Five Years A Bankrupt

It’s five years today since I declared myself bankrupt. As of today, I’m in the final year of it being on my record – and who knows what’ll happen from there.

It’s been a tough process, and it’s not one I’d recommend to anyone else – if nothing else, I’m pretty sure that most people going through it would also end up losing a lot more than I did – but for me, it’s worked out for the best.

I’m sure I’ll have more thoughts along the way, and will end up writing another post for a year’s time, when it’s finally all done and dusted.

Something New – Quick Update

Last week, I wrote about starting off with getting a new card from Monzo, and how things had gone so far.  At the time, I was waiting for the card to arrive, so I could connect it to the account and so on.

The card actually arrived on Saturday, rather than the expected/predicted Friday, but I can live with that.  Even out of usual business hours etc., it was a simple case of opening the phone app, doing the linking process, and it was immediately sorted with the top-up I’d put on it.

I’ve used it for some payments over the last few days, and so far I’m really impressed. It’s all been painless, and the updates and notifications come through to the app so fast you can’t really believe it’s been that quick.

As I said last time, I’ll write more about the entire thing in a month or so – but right now, yeah, I’m actually impressed with Monzo. Let’s hope things stay that way.

Something New

Over the last week or so, I’ve been trying something new (well, new-ish) in the financial sector – Monzo.

I’ve been aware of a few of this type of “new banking” start-ups of late, but Monzo interested me when I read this article that talked about how closely it kept track of payments, and their whole customer service set-up.   In my own experience with banks, it’s customer service that is their greatest weakness, so I’m interested in how other ‘non high-street’ new financial organisations address it.

At the moment it’s “only” a pre-paid credit card option, driven entirely through a smartphone app – but they’ve got their banking licence, and are aiming to be starting a current account as well, again all driven through smartphone apps.

So far, the experience has been pretty good. (Note – for purposes of this, I used my iPhone – I can’t say anything at all about the Android version) I got the app through the App Store, and went through the initial stages.  Basically, just a name and date-of-birth for verification purposes, and then they order your card.

This took some time – but the expectations were managed all the way through, showing the queue of applicants, where I was in that queue, how many people were before me, and how many after.   Now, my cynicism kicks in slightly here, as I noticed that the number of applicants always stayed around the 25,000 mark, so it *could* just be a steady flow of incoming customers, or it *could* be all smoke-and-mirrors guff to make me think they know what they’re up to.

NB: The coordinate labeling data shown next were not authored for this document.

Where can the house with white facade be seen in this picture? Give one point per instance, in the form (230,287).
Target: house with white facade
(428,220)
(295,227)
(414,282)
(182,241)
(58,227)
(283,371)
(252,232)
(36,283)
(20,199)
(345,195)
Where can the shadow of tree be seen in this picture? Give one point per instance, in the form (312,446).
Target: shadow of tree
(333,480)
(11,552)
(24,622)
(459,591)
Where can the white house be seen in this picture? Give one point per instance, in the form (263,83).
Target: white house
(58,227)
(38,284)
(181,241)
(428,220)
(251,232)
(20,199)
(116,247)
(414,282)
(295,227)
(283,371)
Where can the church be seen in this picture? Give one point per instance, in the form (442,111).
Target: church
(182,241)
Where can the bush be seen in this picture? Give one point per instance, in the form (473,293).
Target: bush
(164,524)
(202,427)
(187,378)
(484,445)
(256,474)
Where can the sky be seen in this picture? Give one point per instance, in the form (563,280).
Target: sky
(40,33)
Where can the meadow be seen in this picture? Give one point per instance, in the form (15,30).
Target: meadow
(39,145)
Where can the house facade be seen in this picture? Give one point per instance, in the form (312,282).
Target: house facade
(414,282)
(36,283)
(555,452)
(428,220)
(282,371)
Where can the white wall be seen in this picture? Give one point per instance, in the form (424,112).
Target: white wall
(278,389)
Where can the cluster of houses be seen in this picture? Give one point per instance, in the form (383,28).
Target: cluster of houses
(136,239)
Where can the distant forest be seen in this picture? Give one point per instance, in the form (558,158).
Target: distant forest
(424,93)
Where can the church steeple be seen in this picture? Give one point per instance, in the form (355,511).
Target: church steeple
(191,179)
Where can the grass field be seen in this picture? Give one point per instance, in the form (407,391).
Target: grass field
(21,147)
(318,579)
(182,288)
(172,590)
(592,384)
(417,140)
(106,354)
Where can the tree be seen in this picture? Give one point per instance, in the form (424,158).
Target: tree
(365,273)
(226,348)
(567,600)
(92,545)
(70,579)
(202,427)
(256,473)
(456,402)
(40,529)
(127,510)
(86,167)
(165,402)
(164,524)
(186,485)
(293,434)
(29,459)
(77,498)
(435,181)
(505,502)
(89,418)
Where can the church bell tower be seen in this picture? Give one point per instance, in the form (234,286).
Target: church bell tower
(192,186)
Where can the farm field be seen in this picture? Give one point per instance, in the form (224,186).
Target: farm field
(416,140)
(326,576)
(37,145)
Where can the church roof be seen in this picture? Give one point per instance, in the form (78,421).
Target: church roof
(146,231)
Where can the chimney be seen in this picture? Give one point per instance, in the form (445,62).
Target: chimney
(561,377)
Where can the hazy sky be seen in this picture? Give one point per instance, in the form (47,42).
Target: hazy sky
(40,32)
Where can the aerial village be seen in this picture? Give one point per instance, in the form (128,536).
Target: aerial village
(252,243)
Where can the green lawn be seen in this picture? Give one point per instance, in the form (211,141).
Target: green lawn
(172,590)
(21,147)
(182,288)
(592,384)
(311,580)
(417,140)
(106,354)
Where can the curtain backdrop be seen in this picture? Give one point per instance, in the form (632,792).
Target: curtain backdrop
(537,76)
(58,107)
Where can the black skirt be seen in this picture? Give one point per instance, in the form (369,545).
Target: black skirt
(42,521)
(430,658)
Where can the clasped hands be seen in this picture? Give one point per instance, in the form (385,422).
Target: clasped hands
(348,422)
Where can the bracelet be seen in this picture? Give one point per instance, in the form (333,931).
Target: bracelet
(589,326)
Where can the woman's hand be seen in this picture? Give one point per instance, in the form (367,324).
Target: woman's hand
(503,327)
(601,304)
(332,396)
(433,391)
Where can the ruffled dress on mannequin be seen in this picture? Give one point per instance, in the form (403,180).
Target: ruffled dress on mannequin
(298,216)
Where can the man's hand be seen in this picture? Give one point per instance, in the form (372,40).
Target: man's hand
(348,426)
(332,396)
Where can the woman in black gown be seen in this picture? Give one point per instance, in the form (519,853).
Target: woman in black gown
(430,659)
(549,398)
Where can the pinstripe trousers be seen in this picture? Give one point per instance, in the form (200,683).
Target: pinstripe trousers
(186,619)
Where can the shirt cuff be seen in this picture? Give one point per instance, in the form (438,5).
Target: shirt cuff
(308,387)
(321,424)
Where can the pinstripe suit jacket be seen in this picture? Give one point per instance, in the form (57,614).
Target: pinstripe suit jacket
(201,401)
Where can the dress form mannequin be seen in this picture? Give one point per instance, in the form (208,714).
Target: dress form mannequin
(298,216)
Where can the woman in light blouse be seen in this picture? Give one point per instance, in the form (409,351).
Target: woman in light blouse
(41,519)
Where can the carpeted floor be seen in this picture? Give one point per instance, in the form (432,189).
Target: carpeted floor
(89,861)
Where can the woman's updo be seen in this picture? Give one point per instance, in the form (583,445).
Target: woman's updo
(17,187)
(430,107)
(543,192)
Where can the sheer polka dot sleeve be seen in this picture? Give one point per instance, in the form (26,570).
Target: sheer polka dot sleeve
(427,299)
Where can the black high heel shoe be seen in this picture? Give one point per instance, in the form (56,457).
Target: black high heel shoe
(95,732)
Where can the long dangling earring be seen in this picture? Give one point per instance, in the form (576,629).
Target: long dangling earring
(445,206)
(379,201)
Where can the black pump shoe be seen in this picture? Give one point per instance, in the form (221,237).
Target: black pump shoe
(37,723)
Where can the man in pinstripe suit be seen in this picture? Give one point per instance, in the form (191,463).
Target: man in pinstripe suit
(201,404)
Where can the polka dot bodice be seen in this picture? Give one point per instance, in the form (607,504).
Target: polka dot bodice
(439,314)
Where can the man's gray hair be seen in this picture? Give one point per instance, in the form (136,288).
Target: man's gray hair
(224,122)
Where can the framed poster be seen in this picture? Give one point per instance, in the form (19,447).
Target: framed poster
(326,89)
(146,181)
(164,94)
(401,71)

It took about four days to get to the top of the queue (I could’ve jumped places if I’d promoted Monzo on social media, but frankly, fuck off) and once that happened, I got a notification to say so.  This was where the identity stuff came in, and needed address details, plus an in-app photo of driving licence for proof-of-address, and a 5-second video to prove I’m real.

I’ve done an initial top-up (of a completely manageable amount – if the entire thing turns out to be a scam, I won’t be screwed) and the card has been sent to my home address. It’s due to arrive today, at which point I’ll have to connect it to the app – slightly annoying, as surely they know all the necessary details already – and then it should be ready to go.

I’ll write more about it in a month or so, once I’ve used it and seen how I feel about the entire thing.  So far, though, it’s been an interesting and positive experience – I hope it continues to be so!